Not much is known about Princess Ahmose, except that she was an eyewitness to a turbulent period in Egyptian history. After the fall of the Middle Kingdom, the Hyksos, a Semitic people from the eastern Mediterranean, invaded the country and took control of Lower Egypt, beginning the Second Intermediate Period. The Hyksos established the Fifteenth Dynasty, usurping the power of the pharaohs. The former royal family fled to Thebes, where they negotiated a peaceful coexistence with the Hyksos, ruling as the Sixteenth and Seventeenth Dynasties.

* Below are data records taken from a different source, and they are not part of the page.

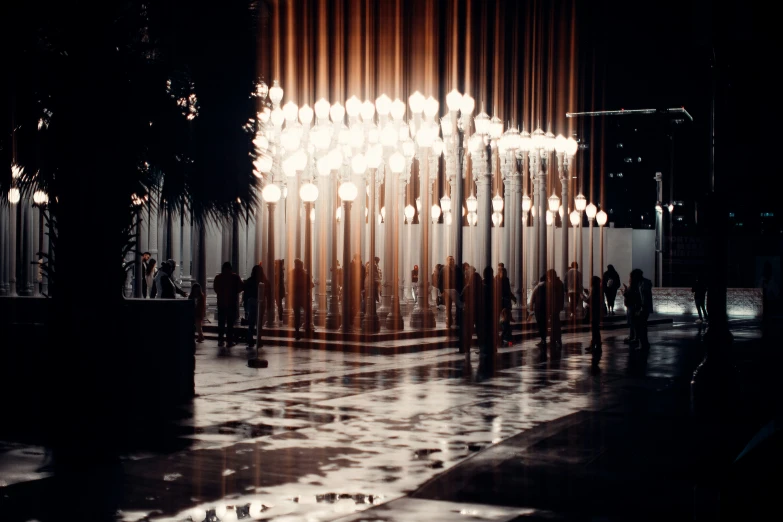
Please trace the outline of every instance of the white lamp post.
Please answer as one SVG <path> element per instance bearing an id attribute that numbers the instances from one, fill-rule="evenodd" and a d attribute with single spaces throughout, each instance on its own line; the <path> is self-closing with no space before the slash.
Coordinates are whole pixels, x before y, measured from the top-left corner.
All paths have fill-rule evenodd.
<path id="1" fill-rule="evenodd" d="M 582 213 L 585 211 L 585 208 L 587 207 L 587 198 L 584 197 L 584 195 L 579 194 L 574 198 L 574 207 L 576 208 L 576 211 L 579 212 L 579 270 L 584 274 L 585 266 L 583 263 L 584 258 L 584 242 L 583 242 L 583 234 L 582 234 L 582 222 L 584 219 L 582 219 Z"/>
<path id="2" fill-rule="evenodd" d="M 310 110 L 312 119 L 312 109 Z M 300 111 L 301 113 L 301 111 Z M 311 332 L 313 329 L 313 296 L 310 288 L 310 280 L 313 276 L 313 254 L 312 254 L 312 232 L 310 216 L 313 212 L 313 203 L 318 199 L 318 187 L 312 183 L 305 183 L 299 188 L 299 197 L 304 201 L 305 208 L 305 270 L 307 271 L 307 300 L 305 304 L 305 324 L 304 331 Z"/>
<path id="3" fill-rule="evenodd" d="M 548 206 L 549 206 L 549 213 L 546 216 L 546 219 L 547 219 L 547 223 L 546 224 L 547 224 L 547 226 L 550 225 L 549 220 L 550 219 L 552 220 L 552 223 L 551 223 L 551 226 L 552 226 L 552 245 L 550 247 L 550 251 L 552 253 L 552 256 L 551 256 L 551 261 L 549 263 L 549 266 L 547 268 L 554 269 L 555 268 L 555 264 L 556 264 L 556 260 L 555 260 L 555 229 L 557 228 L 557 226 L 556 226 L 556 221 L 557 221 L 556 220 L 556 216 L 557 216 L 557 211 L 560 208 L 560 198 L 557 196 L 557 194 L 555 194 L 553 192 L 552 195 L 549 196 L 549 199 L 547 199 L 547 203 L 548 203 Z M 565 277 L 563 274 L 560 274 L 560 275 L 562 277 Z"/>
<path id="4" fill-rule="evenodd" d="M 598 207 L 596 207 L 593 203 L 590 203 L 585 207 L 585 214 L 587 214 L 587 221 L 590 224 L 590 272 L 589 272 L 589 278 L 592 279 L 595 275 L 593 273 L 593 221 L 595 220 L 595 215 L 598 212 Z"/>
<path id="5" fill-rule="evenodd" d="M 340 185 L 337 195 L 343 202 L 343 333 L 351 331 L 351 204 L 356 199 L 358 189 L 351 181 Z"/>
<path id="6" fill-rule="evenodd" d="M 598 237 L 600 240 L 598 241 L 598 248 L 601 249 L 598 258 L 600 259 L 600 268 L 601 272 L 598 274 L 598 277 L 600 277 L 603 280 L 604 277 L 604 225 L 606 225 L 606 220 L 609 216 L 606 215 L 606 212 L 603 210 L 600 210 L 595 215 L 595 221 L 598 223 Z"/>
<path id="7" fill-rule="evenodd" d="M 272 89 L 274 89 L 274 87 Z M 272 89 L 270 89 L 270 92 Z M 267 234 L 268 258 L 267 258 L 266 266 L 271 272 L 270 277 L 272 278 L 272 281 L 274 281 L 275 278 L 275 206 L 277 205 L 277 202 L 280 201 L 281 196 L 282 193 L 280 191 L 280 187 L 277 186 L 276 183 L 271 183 L 271 182 L 267 183 L 267 185 L 264 186 L 264 189 L 261 191 L 261 198 L 266 202 L 267 209 L 269 210 L 269 231 Z M 276 285 L 274 285 L 274 283 L 272 284 L 272 287 L 273 287 L 273 291 L 277 292 L 277 288 Z M 273 299 L 272 306 L 270 306 L 269 310 L 267 310 L 266 317 L 267 317 L 266 319 L 267 327 L 274 326 L 275 323 L 274 299 Z"/>
<path id="8" fill-rule="evenodd" d="M 390 102 L 391 103 L 391 102 Z M 386 108 L 381 104 L 382 108 Z M 369 112 L 369 110 L 368 110 Z M 381 154 L 371 153 L 367 156 L 367 166 L 370 167 L 370 273 L 367 277 L 370 281 L 369 295 L 365 296 L 367 303 L 366 310 L 364 311 L 364 320 L 362 321 L 362 330 L 365 332 L 378 333 L 381 330 L 381 322 L 378 319 L 377 308 L 375 305 L 375 227 L 378 222 L 375 219 L 375 176 L 378 172 L 378 167 L 381 165 Z"/>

The Egyptians maintained control of the area surrounding Thebes while the Hyksos ruled the rest of the country. Princess Ahmose’s father Sequenenre Tao and brothers Wadjkheperre Kamose and Ahmose I led a lengthy campaign to remove the Hyksos from power. When the Hyksos ruler Apophis offended Sequenenre Tao, one of the last pharaohs of the Seventeenth Dynasty, they engaged in a series of diplomatic insults, and the two soon went to war. Sequence Tao was killed in battle, and his son Wadjkheperre Kamose continued the assault on the Hyksos until he died in battle himself.
Sequenenre Tao’s younger son, the child-pharaoh Ahmose I, renewed the resistance as an adult, driving the Hyksos out of Egypt, reuniting the country as the first ruler of the Eighteenth Dynasty. While no written record exists of her experiences during this struggle for power, Princess Ahmose remained a valued member of the royal family throughout the reigns of her brother, Ahmose I, and her nephew Amenhotep I. She appears to have died during the reign of Amenhotep’s successor, Thutmose I, outliving most of her immediate family.